Un reclamo a la identidad estadounidense
Durante su intervención, Trump manifestó: “Vi que Francia celebraba el Día de la Victoria, pero nosotros no. Es curioso que otros países también lo hicieran, mientras que nosotros, que ganamos las guerras, no hemos hecho lo mismo”. Esta declaración refleja su perspectiva sobre la historia militar de Estados Unidos y su deseo de que el país reconozca y encomie sus logros.
La influencia del desfile del 14 de julio
Esta no es la primera vez que Trump muestra admiración por el país europeo. En 2017, asistió al desfile del 14 de julio en París, donde quedó impresionado por la grandiosidad del evento. Desde entonces, ha expresado su deseo de organizar un desfile militar similar en Washington. A sus ojos, este tipo de celebraciones son símbolos de orgullo nacional y poder.
La necesidad de volver a ser “políticamente incorrectos”
Trump ha delineado su visión para las celebraciones futuras, sugiriendo que debería celebrarse un Día de la Victoria para ambas guerras mundiales y posiblemente para otras. Al respecto, señaló: “Quizás algún día alguien agregará más guerras a celebrar, porque hemos ganado algunas”. Este enfoque resuena con su constante rechazo hacia lo que llama “políticamente correcto”, una crítica perpetua que utiliza para legitimar sus ideas y propuestas.
Críticas y controversias
Sin embargo, la afirmación de haber puesto fin a ocho guerras desde su retorno a la Casa Blanca ha generado controversia. La paradoja es evidente, ya que mientras busca el reconocimiento internacional y doméstico, Trump continúa tratando de cambiar la nomenclatura del Ministerio de Defensa a “Ministerio de la Guerra”, algo que aún no ha obtenido la aprobación del Congreso.
Un futuro incierto para las celebraciones
El hecho de que este cambio de nombre del ministerio no sea oficial indica que sus planes aún están en una fase preliminar. La aprobación de un congreso dividido sobre estos temas podría dificultar su implementación, lo que deja en suspenso la posible celebración de estos días de victoria.

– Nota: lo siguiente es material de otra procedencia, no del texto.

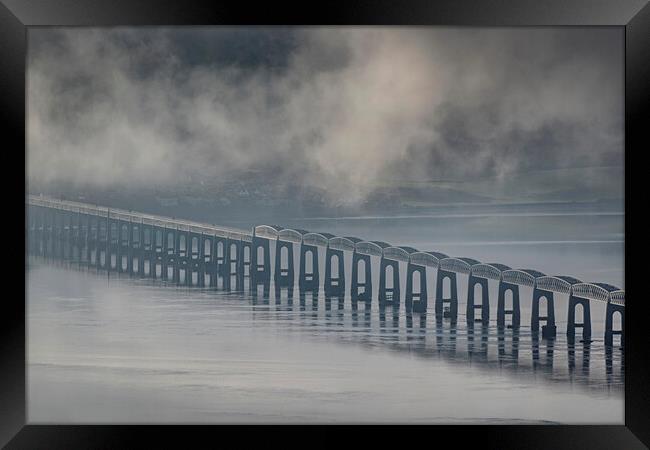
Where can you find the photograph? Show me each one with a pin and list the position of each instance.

La búsqueda de un nuevo rumbo en la política estadounidense
Donald Trump se enfrenta a un dilema complejo: en su búsqueda de fortalecer su imagen y la de Estados Unidos mediante el reconocimiento de victorias pasadas, también debe navegar por un panorama político que no siempre apoya sus propuestas. Mientras tanto, el eco del desfile militar y las celebraciones planificadas resuenan en el aire, dejando a los estadounidenses en expectativa sobre el futuro de la identidad y el reconocimiento nacional.